Entering edit mode
6.2 years ago
rbronste
▴
420
Hi I am generating a fasta file from a DESeq2 output in the following way:
bedtools getfasta -fi /son/genomes/mm10.fa -bed treatment_pw_padj.001_sorted.bed -fo treatment_pw_padj.001_sorted.fa
The above bed file has FDR information as a last column, I believe #12
I then run the following to search for instances of a specific motifs within these intervals:
fimo /son/MA0112.1.meme /son/treatment_pw_padj.001_sorted.fa
I get a list of located motif sites with p-values however I would like to preserve the DESeq2 FDR value located in the original bed file as well next to these newly filtered intervals, any ideas on how I could do that? Thank you.
Why don't you make a custom fasta header for every entry that contains the column information like:
I think your method is much better.
I like to keep things silmpe whenever I can ;-D
What would be your preferred method of making the custom fasta header and is this something I can output from bedtools getfasta, so it maintains a column from the initial bed file Im making into a fasta?
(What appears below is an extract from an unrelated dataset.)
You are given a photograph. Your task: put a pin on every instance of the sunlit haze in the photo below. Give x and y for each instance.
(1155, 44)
Thanks!
I dont have your data at the moment therefore I cannot give explicit solution but I can show you the way
R has a function called merge.data.frame. We are gonna use this to merge your initial data with the latest fimo output. So In the end you will have BED + fimo merged together. (probably, you will have duplicated rows of that BED since fimo might find multiple motifs in the single binding region)
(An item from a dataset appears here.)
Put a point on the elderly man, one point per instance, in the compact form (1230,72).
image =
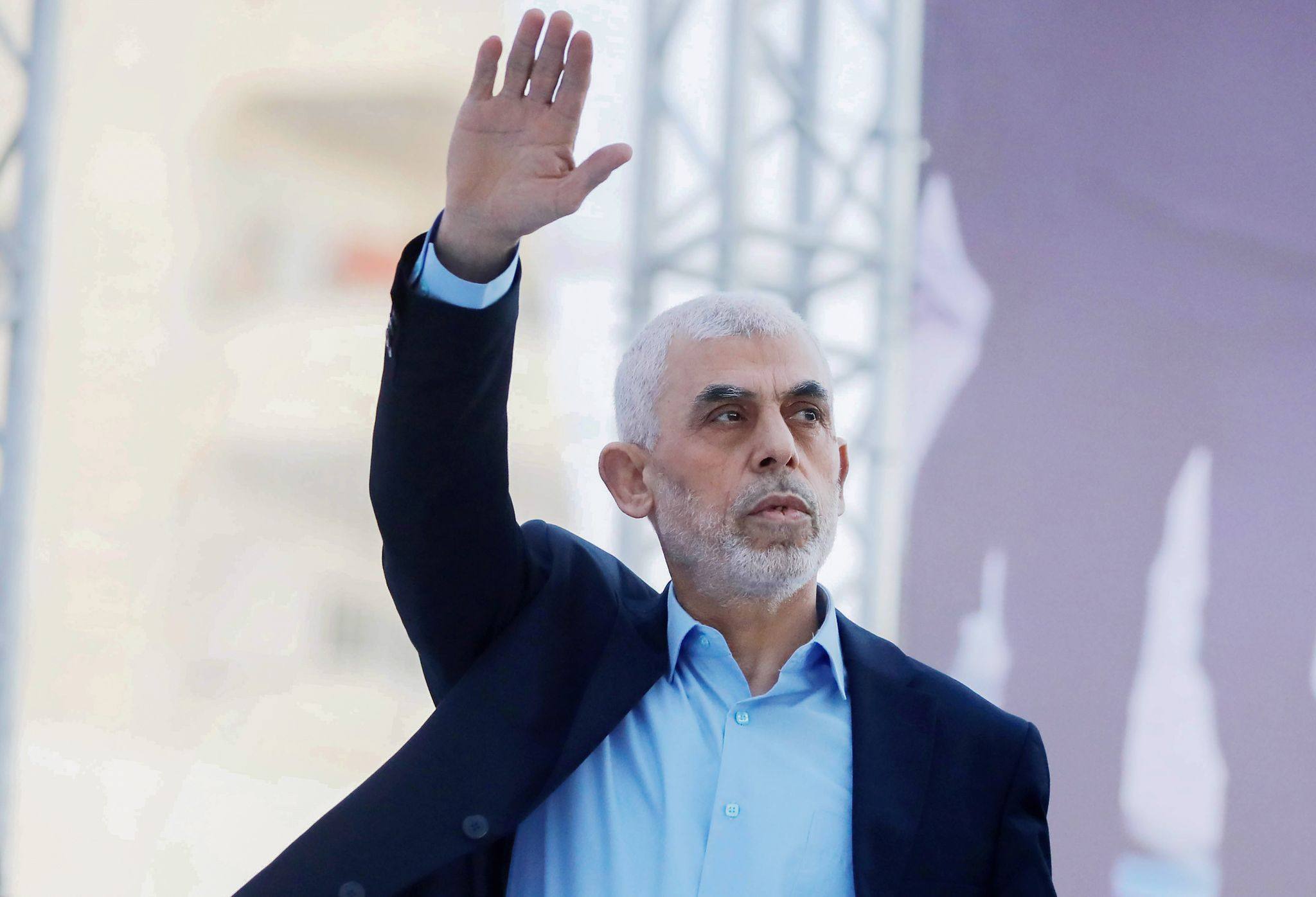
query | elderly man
(734,734)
1) So use bedtools getfasta with
-name
option on it. Then run fimo.2) In fimo's txt output, there should be sequence name column. Extract your that peak name as they will become identical as write-in your input bed.
3) then use merge.data.frame function(in R base) to merge those two and get a single data frame.
4) make proper filtration to remove unnecessary data. (well you can make this step after reading your files as well)
If you can send me a sample, I can code it as well.